Is the energy carried by gravitational radiation a viable candidate for $\Lambda$ / dark energy?



Answer



Nope. Gravitational radiation is a kind of radiation and it has a completely different equation of state than the cosmological constant.


The cosmological constant has pressure equal to the energy density with a minus sign, $p=-\rho$: the stress-energy tensor is proportional to the metric tensor so the spatial and temporal diagonal components only differ by the sign. Radiation has $p=+\rho/3$, much like for photons. Most of the energy density of the Universe has $p/\rho = -1$; that's what we know from observations because the expansion accelerates. A radiation-dominated Universe wouldn't accelerate (and didn't accelerate: our Universe was indeed radiation-dominated when it was much younger than today).


The ratio $p/\rho$ must be between $-1$ and $+1$ because of the energy conditions (or because the speed of sound can't exceed the speed of light).
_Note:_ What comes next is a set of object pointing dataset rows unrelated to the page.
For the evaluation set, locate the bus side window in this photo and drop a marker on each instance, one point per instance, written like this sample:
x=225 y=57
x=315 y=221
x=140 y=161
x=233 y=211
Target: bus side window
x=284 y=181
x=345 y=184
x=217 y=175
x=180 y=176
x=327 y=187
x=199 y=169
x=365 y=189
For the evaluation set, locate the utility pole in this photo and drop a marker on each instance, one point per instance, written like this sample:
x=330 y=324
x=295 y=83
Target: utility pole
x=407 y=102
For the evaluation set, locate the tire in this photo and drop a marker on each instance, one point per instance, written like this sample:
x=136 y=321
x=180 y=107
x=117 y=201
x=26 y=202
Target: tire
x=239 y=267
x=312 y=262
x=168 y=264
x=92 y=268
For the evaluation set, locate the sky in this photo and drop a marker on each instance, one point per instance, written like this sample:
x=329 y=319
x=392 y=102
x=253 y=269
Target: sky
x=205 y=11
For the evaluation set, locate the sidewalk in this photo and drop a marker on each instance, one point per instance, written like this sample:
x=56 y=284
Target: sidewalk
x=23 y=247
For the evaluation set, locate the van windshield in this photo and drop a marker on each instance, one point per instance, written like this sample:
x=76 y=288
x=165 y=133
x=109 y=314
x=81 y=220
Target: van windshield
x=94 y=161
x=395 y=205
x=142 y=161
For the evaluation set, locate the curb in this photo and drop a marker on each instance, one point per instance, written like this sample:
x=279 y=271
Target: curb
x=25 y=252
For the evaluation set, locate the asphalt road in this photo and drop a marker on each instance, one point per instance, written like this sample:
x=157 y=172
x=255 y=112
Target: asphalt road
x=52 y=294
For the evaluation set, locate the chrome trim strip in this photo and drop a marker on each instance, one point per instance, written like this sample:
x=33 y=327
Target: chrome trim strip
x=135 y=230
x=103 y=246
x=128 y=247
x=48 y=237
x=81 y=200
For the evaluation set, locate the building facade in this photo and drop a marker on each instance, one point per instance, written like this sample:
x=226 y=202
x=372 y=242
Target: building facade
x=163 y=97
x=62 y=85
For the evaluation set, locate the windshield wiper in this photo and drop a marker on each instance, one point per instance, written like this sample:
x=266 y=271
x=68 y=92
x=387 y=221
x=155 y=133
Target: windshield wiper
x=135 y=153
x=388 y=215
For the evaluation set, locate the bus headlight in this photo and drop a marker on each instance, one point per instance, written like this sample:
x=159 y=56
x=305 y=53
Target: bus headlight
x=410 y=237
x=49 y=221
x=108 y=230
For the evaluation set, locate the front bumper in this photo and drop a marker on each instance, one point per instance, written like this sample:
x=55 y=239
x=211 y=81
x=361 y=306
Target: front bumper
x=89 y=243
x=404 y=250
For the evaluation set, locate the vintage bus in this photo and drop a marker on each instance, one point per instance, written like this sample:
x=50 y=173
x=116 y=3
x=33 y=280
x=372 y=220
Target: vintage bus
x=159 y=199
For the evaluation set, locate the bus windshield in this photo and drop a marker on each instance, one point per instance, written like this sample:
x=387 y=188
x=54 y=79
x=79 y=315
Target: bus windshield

The $-1$ bound is saturated by the cosmological constant, the canonical realization of "dark energy"; $-2/3$ and $-1/3$ comes from hypothetical cosmic domain walls and cosmic strings, respectively; $0$ is the dust, i.e. static particles; $+1/3$ is radiation; and higher ratios may be obtained for "somewhat unrealistic" types of matter such as the dense black hole gas for which it is $+1$. This ratio determines the acceleration rate as a function of the Hubble constant.


No comments:

Post a Comment

Understanding Stagnation point in pitot fluid

What is stagnation point in fluid mechanics. At the open end of the pitot tube the velocity of the fluid becomes zero.But that should result...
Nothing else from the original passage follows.